A gust of heat enveloped them, as if the asteroid had opened a gash in the Earth’s atmosphere so large that it could no longer stand up to the sun’s rays.

‘Two …’

Alex and Jenny looked down at the abyss beneath their feet, as dozens more fireballs shot across the sky, as if in some gigantic fireworks show. These fragments had broken away from the asteroid at the moment of impact with the Earth’s atmosphere, and now they were hurtling in all directions at immense velocities: hundreds of atomic bombs poised to raze the continent to the ground. The most incredible manifestation of her infinite power that Nature had ever displayed to humanity.
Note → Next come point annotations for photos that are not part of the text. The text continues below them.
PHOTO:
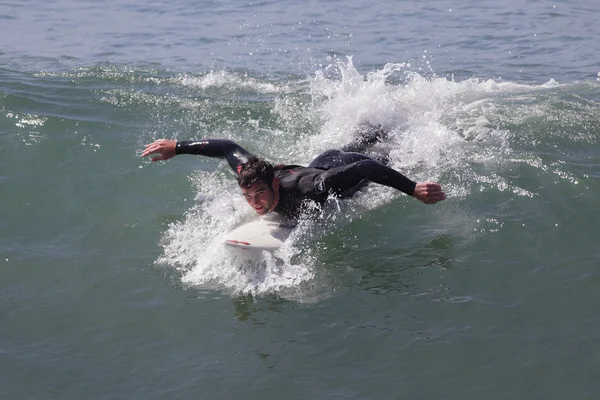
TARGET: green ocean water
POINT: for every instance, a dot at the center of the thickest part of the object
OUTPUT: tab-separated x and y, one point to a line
114	282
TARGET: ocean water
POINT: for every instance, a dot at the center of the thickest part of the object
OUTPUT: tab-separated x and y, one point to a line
114	283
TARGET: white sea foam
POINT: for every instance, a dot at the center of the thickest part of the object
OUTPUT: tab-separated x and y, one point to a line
230	81
438	129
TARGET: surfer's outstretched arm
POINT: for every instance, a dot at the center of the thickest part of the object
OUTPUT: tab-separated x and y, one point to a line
341	179
235	154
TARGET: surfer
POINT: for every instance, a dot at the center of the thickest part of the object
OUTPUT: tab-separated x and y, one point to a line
285	189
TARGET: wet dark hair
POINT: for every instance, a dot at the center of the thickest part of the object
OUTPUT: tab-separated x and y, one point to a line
254	170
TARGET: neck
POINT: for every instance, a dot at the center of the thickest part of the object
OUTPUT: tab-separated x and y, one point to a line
275	201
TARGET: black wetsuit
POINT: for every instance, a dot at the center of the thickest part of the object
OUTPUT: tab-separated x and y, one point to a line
334	172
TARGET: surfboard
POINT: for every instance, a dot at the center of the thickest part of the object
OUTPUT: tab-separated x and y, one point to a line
266	233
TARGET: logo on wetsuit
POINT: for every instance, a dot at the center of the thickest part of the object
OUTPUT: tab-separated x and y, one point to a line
320	186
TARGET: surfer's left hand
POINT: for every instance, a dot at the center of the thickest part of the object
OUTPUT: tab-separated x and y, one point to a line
429	192
164	147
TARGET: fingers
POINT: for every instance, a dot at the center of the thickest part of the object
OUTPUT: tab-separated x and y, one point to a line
153	147
430	193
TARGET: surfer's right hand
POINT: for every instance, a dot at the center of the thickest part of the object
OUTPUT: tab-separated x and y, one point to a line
164	147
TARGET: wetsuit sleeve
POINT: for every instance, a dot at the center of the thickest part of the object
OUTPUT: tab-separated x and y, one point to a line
235	154
340	179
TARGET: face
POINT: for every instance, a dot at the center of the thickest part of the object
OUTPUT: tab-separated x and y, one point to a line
261	197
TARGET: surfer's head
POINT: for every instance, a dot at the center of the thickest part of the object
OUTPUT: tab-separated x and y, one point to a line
259	186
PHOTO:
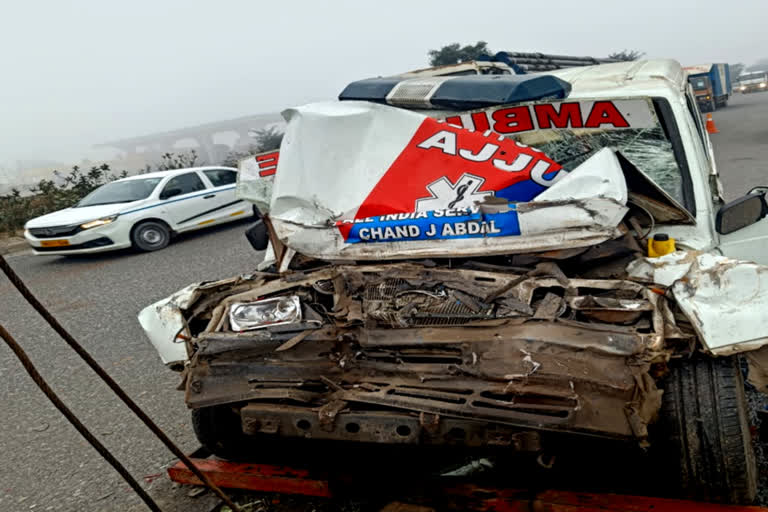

The cosmos’s ultimate demonstration of its power, as if to emphasise the crushing superiority of the laws of the universe over the insignificance of the human race.

Alex shouted: ‘Three!’ and Jenny’s hand practically became one with his.

With a brief running start they leaped into the void, just an instant before a burst of incandescent rock projectiles ravaged everything around them, burning the words ‘game over’ onto the remnants of the history of civilisation.

As they fell, the most intense images and memories of their lives played in their heads.

There was Roger Graver telling little Jenny the stories of the constellations, using funny voices and dramatic gestures to impersonate the gods of Olympus.

There was Marco, a broad smile on his face, his colour-coded remote controls in his hands, grilling Alex on what functions each control performed.

There was Clara preparing her delicious herbal teas when Jenny had a stomach ache, caressing her and making her burst out laughing every time her finger grazed her belly button.

There were Giorgio and Valeria Loria, sitting in the front row during the primary-school skit, when Alex had played D’Artagnan and won a standing ovation from all the parents.

Then, in an instant, everything went black.